De AIVD en MIVD zetten onderzoeksopdrachtgerichte interceptie (hierna: OOG-interceptie)
op de kabel niet in op het aftappen van wijken of regio's in Nederland. Dit middel
richt zich bij inzet dus nadrukkelijk niet op het intercepteren van Nederlands verkeer
op wijk, regionaal of landelijk niveau.
De noodzaak van OOG-interceptie op de kabel ligt met name in het onderkennen van gekende
en ongekende dreigingen in internationale verkeersstromen.

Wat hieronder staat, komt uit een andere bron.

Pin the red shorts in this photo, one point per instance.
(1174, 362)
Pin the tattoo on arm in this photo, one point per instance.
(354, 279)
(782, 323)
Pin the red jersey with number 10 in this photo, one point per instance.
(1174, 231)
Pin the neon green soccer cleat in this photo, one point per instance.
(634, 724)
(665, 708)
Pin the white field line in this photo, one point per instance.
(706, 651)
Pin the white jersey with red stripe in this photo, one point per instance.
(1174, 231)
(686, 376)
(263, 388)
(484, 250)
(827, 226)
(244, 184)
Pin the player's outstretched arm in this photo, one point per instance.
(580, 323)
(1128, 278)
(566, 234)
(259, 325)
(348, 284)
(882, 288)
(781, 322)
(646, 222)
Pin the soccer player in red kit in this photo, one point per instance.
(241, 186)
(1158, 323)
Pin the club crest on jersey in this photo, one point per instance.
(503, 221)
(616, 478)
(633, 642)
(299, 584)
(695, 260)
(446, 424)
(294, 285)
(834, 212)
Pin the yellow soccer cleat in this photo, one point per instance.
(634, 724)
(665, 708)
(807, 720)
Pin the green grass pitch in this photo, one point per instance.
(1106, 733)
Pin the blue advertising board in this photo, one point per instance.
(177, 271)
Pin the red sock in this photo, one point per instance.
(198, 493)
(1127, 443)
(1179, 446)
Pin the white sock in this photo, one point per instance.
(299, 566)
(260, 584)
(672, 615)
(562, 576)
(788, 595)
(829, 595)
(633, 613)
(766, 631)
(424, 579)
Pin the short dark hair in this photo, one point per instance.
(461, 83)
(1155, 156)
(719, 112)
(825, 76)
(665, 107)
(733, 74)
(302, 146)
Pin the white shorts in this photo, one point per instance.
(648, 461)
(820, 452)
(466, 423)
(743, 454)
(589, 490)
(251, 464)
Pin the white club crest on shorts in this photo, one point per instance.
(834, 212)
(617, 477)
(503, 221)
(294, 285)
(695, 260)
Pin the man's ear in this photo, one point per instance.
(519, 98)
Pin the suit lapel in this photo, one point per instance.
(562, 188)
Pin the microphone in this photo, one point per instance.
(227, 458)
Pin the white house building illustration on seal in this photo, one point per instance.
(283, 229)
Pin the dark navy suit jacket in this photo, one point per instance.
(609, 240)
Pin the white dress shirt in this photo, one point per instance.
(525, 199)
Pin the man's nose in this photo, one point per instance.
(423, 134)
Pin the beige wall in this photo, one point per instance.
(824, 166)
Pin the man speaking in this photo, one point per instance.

Juist het feit dat het
gaat om het blootleggen van (cyber)dreigingen waar nog geen zicht op is, en het feit
dat bijvoorbeeld landen met een offensief cyberprogramma zich heimelijk over het internet
begeven, maakt dat de diensten hun onderzoeken ook op die plek moeten kunnen uitvoeren
waar zicht is op die dreigingen.
Vraag 3
Is het waar dat de inlichtingendiensten de bevoegdheid tot kabelinterceptie willen
gebruiken om gegevens op niveau van een hele wijk of nog groter te kunnen onderscheppen?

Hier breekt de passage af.